Não está claro se o Presidente Cyril Ramaphosa permanecerá no poder. Neste sábado, houve especulações de que ele poderia renunciar.
“O ANC pode fazer dele um bode expiatório, e grupos dentro do partido podem pressionar para que ele seja substituído pelo seu vice, Paul Mashatile. A EFF e o MK também provavelmente exigirão a sua renúncia antes de concordar com qualquer coligação com o ANC”, disse o professor. William Gumede, presidente da organização sem fins lucrativos Democracy Works Foundation, disse à BBC antes da divulgação dos resultados.
Um analista disse à BBC que outra alternativa para o ANC seria convidar negociações com partidos da oposição.
Os sul-africanos não votam diretamente para presidente.

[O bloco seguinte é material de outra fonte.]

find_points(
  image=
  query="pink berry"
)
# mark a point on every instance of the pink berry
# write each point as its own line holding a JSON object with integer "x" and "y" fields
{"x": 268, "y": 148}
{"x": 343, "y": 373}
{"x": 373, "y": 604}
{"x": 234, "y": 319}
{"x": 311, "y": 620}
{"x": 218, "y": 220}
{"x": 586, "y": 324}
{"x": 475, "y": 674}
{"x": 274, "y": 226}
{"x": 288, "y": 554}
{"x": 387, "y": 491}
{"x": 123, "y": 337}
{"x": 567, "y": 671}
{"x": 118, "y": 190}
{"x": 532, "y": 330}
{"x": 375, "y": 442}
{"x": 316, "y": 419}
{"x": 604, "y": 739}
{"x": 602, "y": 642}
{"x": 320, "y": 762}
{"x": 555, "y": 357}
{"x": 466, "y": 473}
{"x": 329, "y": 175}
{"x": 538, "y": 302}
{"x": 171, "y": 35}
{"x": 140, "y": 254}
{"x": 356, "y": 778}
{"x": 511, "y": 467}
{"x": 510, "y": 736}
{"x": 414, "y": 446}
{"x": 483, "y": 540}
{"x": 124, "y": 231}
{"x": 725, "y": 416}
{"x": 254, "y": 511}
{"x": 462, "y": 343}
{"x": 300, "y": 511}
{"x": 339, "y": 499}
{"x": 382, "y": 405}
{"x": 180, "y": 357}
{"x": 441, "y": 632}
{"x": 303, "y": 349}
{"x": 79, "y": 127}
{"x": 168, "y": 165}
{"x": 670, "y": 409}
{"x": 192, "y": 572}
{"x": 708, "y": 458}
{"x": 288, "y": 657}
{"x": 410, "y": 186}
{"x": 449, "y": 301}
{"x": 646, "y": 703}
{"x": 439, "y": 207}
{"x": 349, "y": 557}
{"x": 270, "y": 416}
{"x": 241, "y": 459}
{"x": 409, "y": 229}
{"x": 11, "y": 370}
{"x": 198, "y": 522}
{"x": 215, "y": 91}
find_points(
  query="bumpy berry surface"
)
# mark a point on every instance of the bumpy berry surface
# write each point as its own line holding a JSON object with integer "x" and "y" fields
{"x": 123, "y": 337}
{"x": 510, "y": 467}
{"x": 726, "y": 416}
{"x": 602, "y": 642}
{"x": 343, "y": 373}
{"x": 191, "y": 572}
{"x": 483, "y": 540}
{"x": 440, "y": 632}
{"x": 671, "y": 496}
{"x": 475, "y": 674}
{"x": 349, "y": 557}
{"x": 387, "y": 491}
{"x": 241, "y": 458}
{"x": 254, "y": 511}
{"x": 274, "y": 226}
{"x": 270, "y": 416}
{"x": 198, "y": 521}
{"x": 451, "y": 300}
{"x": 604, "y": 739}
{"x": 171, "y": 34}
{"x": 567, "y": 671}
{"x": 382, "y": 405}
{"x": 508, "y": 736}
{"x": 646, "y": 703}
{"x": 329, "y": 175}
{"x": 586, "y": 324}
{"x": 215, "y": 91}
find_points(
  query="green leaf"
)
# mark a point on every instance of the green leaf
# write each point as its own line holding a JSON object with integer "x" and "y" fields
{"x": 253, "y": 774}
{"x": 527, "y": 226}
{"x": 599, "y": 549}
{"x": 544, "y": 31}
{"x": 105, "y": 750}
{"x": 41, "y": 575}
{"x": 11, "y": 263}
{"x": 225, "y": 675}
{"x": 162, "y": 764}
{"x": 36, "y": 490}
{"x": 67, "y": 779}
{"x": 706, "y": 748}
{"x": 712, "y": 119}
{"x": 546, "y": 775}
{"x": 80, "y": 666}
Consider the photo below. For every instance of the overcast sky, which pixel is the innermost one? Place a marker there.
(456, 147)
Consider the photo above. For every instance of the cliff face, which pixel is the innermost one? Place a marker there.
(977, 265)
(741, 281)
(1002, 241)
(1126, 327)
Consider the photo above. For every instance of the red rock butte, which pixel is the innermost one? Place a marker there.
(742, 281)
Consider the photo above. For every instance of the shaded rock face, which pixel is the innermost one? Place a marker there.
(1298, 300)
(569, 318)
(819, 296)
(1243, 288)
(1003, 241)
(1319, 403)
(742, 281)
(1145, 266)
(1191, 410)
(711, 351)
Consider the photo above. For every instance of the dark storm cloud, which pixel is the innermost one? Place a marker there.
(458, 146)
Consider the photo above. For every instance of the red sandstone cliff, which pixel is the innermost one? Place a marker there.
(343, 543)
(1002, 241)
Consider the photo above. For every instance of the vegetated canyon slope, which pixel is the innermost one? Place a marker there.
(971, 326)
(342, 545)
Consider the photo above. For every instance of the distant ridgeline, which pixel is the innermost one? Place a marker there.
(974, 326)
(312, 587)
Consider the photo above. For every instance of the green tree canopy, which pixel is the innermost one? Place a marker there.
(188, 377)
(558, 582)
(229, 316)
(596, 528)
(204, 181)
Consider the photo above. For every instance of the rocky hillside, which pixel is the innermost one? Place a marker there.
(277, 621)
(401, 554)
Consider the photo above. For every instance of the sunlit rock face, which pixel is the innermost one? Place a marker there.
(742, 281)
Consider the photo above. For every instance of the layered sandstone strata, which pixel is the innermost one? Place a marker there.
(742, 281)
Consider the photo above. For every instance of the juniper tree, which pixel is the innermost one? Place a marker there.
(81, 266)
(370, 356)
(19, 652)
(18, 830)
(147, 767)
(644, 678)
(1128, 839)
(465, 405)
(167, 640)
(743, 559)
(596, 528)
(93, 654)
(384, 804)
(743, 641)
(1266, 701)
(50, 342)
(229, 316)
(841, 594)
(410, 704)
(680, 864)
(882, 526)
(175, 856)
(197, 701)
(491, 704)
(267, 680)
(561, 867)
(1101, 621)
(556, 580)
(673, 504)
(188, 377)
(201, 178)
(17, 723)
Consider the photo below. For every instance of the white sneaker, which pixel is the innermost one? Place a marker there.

Em vez disso, elegem membros do parlamento que escolherão o presidente.
Os resultados mostraram que o ANC sofreu pesadas perdas para o MK, especialmente em KwaZulu-Natal, onde o partido de Zuma lidera com 43% dos votos contra 21% do ANC.
Zuma causou uma grande surpresa quando anunciou em Dezembro que estava a deixar o ANC para fazer campanha pelo MK.
KwaZulu-Natal é a região natal de Zuma e a província com a segunda maior percentagem de votos, o que a torna crucial para determinar se o ANC manterá a sua maioria parlamentar.
Embora Zuma tenha sido impedido de concorrer ao parlamento devido a desrespeito à condenação judicial, o seu nome ainda apareceu no boletim de voto como líder do MK.
Um responsável eleitoral em Joanesburgo disse à BBC que as filas lembravam as históricas eleições de 1994, quando os negros foram autorizados a votar pela primeira vez.
Sifiso Buthelezi, que votou no Joubert Park de Joanesburgo – o maior colégio eleitoral da África do Sul – disse à BBC: “A liberdade é ótima, mas precisamos de combater a corrupção”.
A mudança tem sido um sentimento recorrente, especialmente entre os eleitores mais jovens.
“A participação deles foi grande e votaram contra a ANC”, diz o professor Gumede.
Ayanda Hlekwane, membro da chamada geração “nascida livre” da África do Sul, o que significa que nasceu depois de 1994, disse que apesar de ter três diplomas, ainda não tem emprego.
“Estou trabalhando na minha proposta de doutorado para poder voltar a estudar se não conseguir um emprego”, disse ele à BBC em Durban.
Mas Hlekwane disse estar optimista quanto à possibilidade de as coisas mudarem.
O apoio ao ANC é maior entre a geração mais velha.
Uma mulher de 89 anos, Elayne Dykman, disse à BBC que espera que os jovens na África do Sul não considerem o seu voto garantido.
Um recorde de 70 partidos e 11 independentes competiram, com os sul-africanos a votarem num novo parlamento e em nove legislaturas provinciais.
A DA assinou um pacto com dez deles, concordando em formar um governo de coligação se obtivessem votos suficientes para remover o ANC do poder.
Mas isto é altamente improvável, prevendo-se que o ANC continue a ser o maior partido, colocando-o numa posição privilegiada para liderar uma coligação.